OS grid ref:- NY072036
The large Cumbrian village of Gosforth lies east of Sellafield and seven miles south-east of Egremont on the A595. The name means 'Goose ford.'
The Gosforth Cross and a C13th grave cover from the church porch
The famous tenth century Gosforth Cross is situated in St. Mary's churchyard. The red sandstone cross, which is tall and slender, stands at a height of 4.4 metres (14 feet) with a round shaft which gradually becomes square higher up. The cross is adorned with elaborate and well preserved carvings representing characters and scenes from Norse mythology including Thor, Loki and Heimdallr. The lower rounded part of the cross is thought to represent Yggdrasil, the Viking World Tree, a great ash tree, which according to Norse beliefs was located at the centre of the universe.

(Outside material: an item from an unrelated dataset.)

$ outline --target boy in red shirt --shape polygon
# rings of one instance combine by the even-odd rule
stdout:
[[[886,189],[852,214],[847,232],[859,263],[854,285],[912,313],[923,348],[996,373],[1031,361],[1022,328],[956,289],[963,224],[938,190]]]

One of its carvings has evoked alternative interpretations and is said to either represent the rebirth of Balder, son of Odin and theViking god of light, or the crucifixion of Christ. Two early Norse crosses once stood in the churchyard, the other was broken up and turned into a sundial in the 1700's.

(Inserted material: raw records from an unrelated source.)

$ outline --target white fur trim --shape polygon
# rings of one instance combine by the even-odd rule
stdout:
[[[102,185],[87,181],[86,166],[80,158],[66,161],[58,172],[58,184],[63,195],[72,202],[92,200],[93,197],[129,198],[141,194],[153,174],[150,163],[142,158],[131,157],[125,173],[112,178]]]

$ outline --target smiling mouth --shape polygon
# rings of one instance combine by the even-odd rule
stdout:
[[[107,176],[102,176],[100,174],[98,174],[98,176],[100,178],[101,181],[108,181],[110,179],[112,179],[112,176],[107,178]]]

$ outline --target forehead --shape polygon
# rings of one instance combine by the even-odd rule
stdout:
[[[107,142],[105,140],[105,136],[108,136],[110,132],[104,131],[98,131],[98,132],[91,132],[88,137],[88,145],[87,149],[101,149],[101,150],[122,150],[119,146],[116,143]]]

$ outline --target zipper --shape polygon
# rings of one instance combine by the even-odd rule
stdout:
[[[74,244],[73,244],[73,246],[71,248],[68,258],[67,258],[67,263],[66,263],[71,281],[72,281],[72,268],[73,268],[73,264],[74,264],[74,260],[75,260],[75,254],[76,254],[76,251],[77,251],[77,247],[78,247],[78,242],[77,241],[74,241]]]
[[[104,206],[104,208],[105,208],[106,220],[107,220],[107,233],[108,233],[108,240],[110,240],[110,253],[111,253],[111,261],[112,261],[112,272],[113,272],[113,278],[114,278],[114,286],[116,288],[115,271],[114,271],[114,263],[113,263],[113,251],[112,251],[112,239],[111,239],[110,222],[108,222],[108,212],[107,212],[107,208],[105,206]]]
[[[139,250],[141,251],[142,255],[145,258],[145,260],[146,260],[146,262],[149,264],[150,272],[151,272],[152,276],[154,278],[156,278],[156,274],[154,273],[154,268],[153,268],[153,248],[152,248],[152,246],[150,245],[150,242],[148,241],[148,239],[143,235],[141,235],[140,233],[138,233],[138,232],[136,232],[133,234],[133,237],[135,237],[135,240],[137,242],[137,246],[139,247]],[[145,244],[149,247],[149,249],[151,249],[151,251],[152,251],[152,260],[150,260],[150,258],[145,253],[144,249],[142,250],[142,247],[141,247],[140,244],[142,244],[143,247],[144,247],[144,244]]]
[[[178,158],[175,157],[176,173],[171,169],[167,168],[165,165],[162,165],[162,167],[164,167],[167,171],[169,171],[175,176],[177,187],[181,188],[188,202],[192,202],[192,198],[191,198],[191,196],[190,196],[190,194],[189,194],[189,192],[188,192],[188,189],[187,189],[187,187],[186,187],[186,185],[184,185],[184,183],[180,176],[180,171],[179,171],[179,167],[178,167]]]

St Mary's Church itself dates to around 1100 but has been renovated several times, most recently in 1896-9. Within the church are two rare Viking Hogback stones, discovered in the foundations of the church's north wall during the renovations in 1896. known as the Saint's Stone and the Warrior's Stone. One is thought to be the grave of a Viking warrior and the other that of an early Saint. The grave covers that are now located in the church porch are believed to date from the thirteenth and fourteenth centuries and some of the symbolism in their carvings indicate they may have belonged to Templar knights.
St. Mary's Church at Gosforth and the Viking Hogback Stones
Gosforth Hall dates to 1658 and was built of local red sandstone by Robert Copley. It now operates as an hotel.
The village has a range of facilities including a newsagent, grocery store, a post office and a number of public houses.